Todo el mundo sabía que para llegar al mítico reino del Preste Juan había que emprender un larguísimo viaje lleno de peligros y amenazas, a través de tierras pobladas de salvajes inhumanos y bestias pavorosas. En el caso de que algún mensajero lograse llevar a cabo la proeza de llegar hasta allí… razonablemente vivo, habría que esperar después que regresase con el sabio. Era mucho suponer y, ahora que la reina había logrado convencerlo de la necesidad de encontrar un nuevo erudito, el rey Héctor no estaba dispuesto a dejar tantas cosas al azar.

—Le pediré al Preste Juan que nos envíe al mejor sabio de su corte —le aseguró a su esposa, no obstante—. O al segundo mejor, si es que no quiere desprenderse del primero —al ver que los labios de la reina comenzaban a fruncirse de nuevo, añadió rápidamente—: Siempre será mejor que el sabio de Viviana, ¿no?

La reina sonrió.

Aún tuvo que recordárselo no menos de cinco veces antes de que el rey enviase por fin los mensajeros que había prometido; y los envió no sólo a Oriente, sino en todas direcciones, con un bando que proclamaba que la corte del poderoso rey Héctor necesitaba un sabio instruido en todas las artes, que hablase latín y griego con tanta fluidez como su lengua materna y que tuviese también amplios conocimientos de otras lenguas «de sabios», como el hebreo, el arameo y el árabe. Debía ser una eminencia, asimismo, en todas las artes del Trivium y el Quadrivium, lo cual incluía, por supuesto, Gramática, Lógica, Retórica, Aritmética, Música, Astronomía y Geometría. A esto debía añadirse un gran dominio de otras ciencias, que el rey llamaba «naturales» y que encontraba de suma utilidad para ciertas cosas: botánica, medicina, zoología, geología y, a ser posible, algo de alquimia. Además debía ser un erudito en cuanto a Teología cristiana (de esta manera, el rey se aseguraba de que ningún sabio pagano acudiese a su llamada).

Y, para que no quedase ningún cabo suelto, el monarca añadió entre los requisitos conocimientos en materias tales como historia, leyes, geografía, lenguas modernas y, si no era mucho pedir, que supiera citar dichos latinos y frases de personajes célebres de la Antigüedad (el rey Simón solía hacerlo a menudo, y el rey Héctor no quería ser menos).

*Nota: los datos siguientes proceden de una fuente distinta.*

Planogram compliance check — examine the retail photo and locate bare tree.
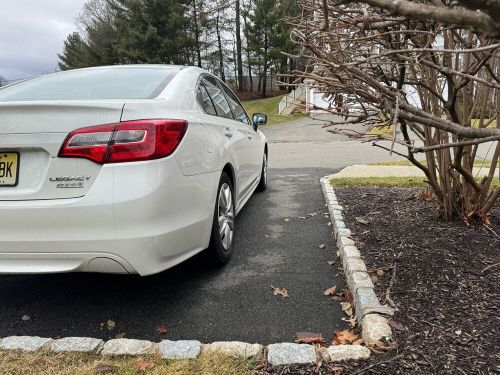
[289,0,500,223]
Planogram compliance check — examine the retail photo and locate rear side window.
[202,76,234,119]
[196,82,217,116]
[0,67,179,102]
[221,84,250,124]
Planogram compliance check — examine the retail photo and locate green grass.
[330,177,500,188]
[0,352,255,375]
[367,119,497,138]
[242,95,306,125]
[369,159,499,168]
[330,177,429,187]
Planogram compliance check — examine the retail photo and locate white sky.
[0,0,85,80]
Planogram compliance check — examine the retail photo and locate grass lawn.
[368,119,497,138]
[369,159,499,168]
[0,352,252,375]
[242,95,306,125]
[330,177,500,188]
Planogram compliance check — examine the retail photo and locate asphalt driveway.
[0,114,402,344]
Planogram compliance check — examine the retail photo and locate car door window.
[196,83,217,116]
[221,84,250,124]
[203,76,233,119]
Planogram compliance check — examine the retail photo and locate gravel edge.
[320,175,394,346]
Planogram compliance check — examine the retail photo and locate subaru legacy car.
[0,65,268,275]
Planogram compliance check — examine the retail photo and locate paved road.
[0,115,484,344]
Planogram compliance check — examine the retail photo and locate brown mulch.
[258,187,500,375]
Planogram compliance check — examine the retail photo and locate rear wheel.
[257,153,267,191]
[209,172,235,264]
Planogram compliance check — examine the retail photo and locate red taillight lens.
[59,120,187,164]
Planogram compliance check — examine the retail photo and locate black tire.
[257,153,267,191]
[208,172,236,265]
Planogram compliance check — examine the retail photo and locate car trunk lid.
[0,101,124,201]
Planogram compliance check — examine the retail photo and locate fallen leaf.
[355,217,369,225]
[156,326,168,335]
[347,316,357,328]
[271,285,290,297]
[333,329,359,345]
[135,358,156,372]
[94,363,119,374]
[387,319,406,331]
[340,302,352,316]
[106,319,116,331]
[329,366,344,375]
[323,285,337,296]
[295,332,326,345]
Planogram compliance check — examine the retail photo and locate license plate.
[0,151,19,187]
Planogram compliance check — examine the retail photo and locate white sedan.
[0,65,268,275]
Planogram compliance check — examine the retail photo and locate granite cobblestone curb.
[0,331,373,366]
[320,176,394,346]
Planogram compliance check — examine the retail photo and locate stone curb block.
[101,339,155,356]
[320,176,394,345]
[267,342,317,366]
[202,341,263,358]
[361,314,392,346]
[159,340,201,359]
[50,337,104,353]
[0,336,52,352]
[326,345,371,362]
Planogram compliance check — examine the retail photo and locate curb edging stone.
[320,176,394,346]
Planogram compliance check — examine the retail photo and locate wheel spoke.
[217,183,234,251]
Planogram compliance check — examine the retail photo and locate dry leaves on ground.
[295,332,326,345]
[135,357,157,372]
[271,285,290,297]
[332,329,360,345]
[156,326,168,335]
[106,319,116,331]
[323,285,337,296]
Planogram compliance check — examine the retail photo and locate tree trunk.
[262,34,268,98]
[235,0,245,91]
[215,9,226,82]
[193,0,201,68]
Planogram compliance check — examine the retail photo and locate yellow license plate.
[0,151,19,187]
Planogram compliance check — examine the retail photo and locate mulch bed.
[260,187,500,375]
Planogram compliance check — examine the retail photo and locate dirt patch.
[263,187,500,375]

Pasó el tiempo, y ningún sabio importante contestó a la llamada del rey. Este estaba empezando a desesperarse cuando, una soleada tarde de invierno, uno de sus emisarios regresó con una carta de un conocido erudito. El rey la leyó. El sabio solicitaba ocupar el puesto vacante en la corte del rey Héctor, y sólo pedía como condición especial que se le permitiera conservar a su lado a su aprendiz.

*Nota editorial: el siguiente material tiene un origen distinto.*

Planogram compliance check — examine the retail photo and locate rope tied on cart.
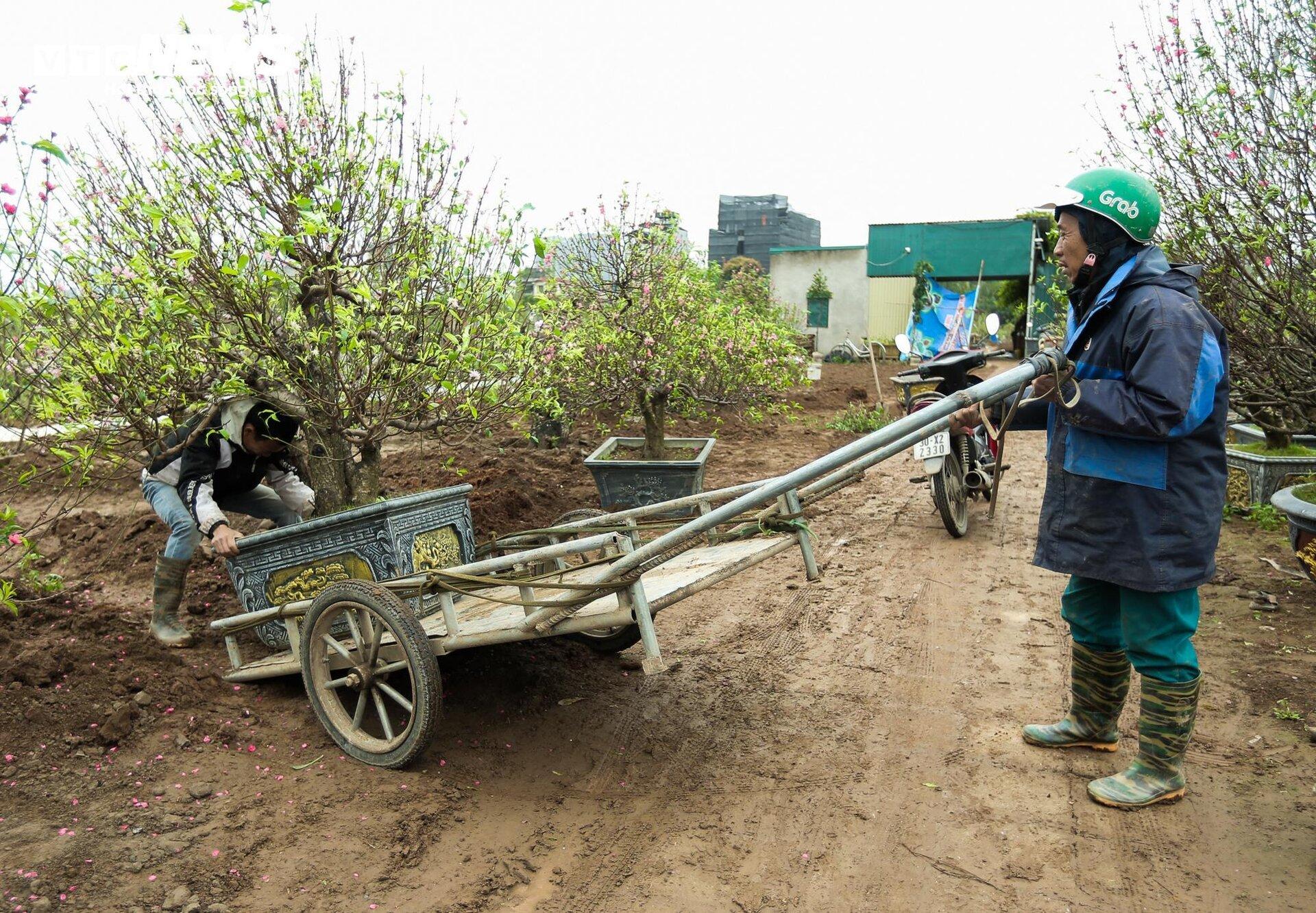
[978,355,1083,520]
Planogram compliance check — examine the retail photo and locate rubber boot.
[1024,644,1130,751]
[1087,675,1202,807]
[151,555,192,647]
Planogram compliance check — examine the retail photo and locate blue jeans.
[1061,576,1200,683]
[142,479,302,558]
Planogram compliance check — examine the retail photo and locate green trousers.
[1061,576,1202,683]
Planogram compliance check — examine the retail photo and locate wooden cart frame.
[210,350,1066,767]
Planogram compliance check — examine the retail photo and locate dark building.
[708,193,822,272]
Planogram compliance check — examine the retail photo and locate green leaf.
[32,139,69,165]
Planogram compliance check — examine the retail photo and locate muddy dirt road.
[0,365,1316,913]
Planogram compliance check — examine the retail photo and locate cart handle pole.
[518,349,1069,633]
[602,349,1069,584]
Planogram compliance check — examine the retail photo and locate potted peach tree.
[537,192,804,507]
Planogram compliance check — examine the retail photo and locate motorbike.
[892,315,1008,538]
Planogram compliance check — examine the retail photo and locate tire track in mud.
[545,555,857,913]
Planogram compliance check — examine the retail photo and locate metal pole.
[602,349,1067,579]
[520,349,1069,633]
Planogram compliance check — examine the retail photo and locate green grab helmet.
[1056,169,1160,245]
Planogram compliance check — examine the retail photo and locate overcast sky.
[8,0,1163,247]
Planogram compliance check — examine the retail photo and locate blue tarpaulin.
[900,276,978,361]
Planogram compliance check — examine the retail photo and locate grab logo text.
[1096,189,1138,219]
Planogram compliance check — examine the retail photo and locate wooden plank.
[223,535,794,681]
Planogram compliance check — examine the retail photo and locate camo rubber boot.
[1024,644,1130,751]
[151,555,192,647]
[1087,675,1202,807]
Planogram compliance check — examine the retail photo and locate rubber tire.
[568,624,639,657]
[299,580,443,770]
[931,447,968,539]
[550,508,639,657]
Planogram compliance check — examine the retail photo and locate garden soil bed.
[0,365,1316,913]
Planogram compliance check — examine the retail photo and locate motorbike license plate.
[913,432,950,459]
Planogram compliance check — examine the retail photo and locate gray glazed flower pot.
[1226,448,1316,508]
[1226,422,1316,448]
[1270,485,1316,580]
[228,485,475,650]
[584,437,717,508]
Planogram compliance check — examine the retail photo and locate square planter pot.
[1226,448,1316,508]
[584,437,717,508]
[1226,422,1316,448]
[1270,485,1316,581]
[228,485,475,650]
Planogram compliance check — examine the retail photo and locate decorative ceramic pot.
[228,485,475,650]
[584,437,717,508]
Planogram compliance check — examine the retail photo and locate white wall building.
[768,245,868,352]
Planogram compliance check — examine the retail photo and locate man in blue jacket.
[955,169,1229,807]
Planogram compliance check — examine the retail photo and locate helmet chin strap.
[1074,253,1096,288]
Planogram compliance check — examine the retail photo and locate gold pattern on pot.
[1297,535,1316,580]
[1226,465,1252,508]
[265,552,375,605]
[412,526,462,571]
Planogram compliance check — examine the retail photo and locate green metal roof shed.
[868,219,1034,282]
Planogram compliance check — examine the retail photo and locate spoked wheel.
[302,580,442,767]
[542,508,639,654]
[931,448,968,539]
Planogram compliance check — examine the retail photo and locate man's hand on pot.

El rey casi no podía creer su buena suerte. Por lo que había averiguado, aquel sabio en cuestión jamás había servido a ningún noble ni monarca, porque había dedicado su vida a recorrer mundo, visitando las bibliotecas más importantes de todas las culturas conocidas. Los rumores afirmaban que incluso había llegado hasta el reino del Preste Juan en su largo peregrinar. Los entendidos lo consideraban el hombre más sabio de su tiempo.

El rey Héctor se apresuró a redactar una obsequiosa respuesta en la que dejaba bien claro que tanto él como su aprendiz serían bien acogidos en la corte.

Después, corrió a comunicar las noticias a la reina Leonora.

—Es un gran sabio, querida mía —le aseguró—. Un hombre que no sólo ha dedicado su vida al estudio, sino que además ha viajado por todo el mundo. Y estuvo en la corte del Preste Juan.

—¿Qué quieres decir? ¿Que no es el sabio del Preste Juan?

—Querida, querida —respondió el rey, saboreando de antemano su victoria—, ahora viene lo mejor. Él no quiso trabajar en la corte del Preste Juan. De hecho, ha rechazado los requerimientos de todos los reyes que lo han solicitado… excepto el nuestro.

A la reina le brillaron los ojos de nuevo.

Por fin llegó el día en que el sabio debía presentarse en la corte. El rey consideró oportuno recordarlo durante la comida, pero nadie prestó demasiada atención.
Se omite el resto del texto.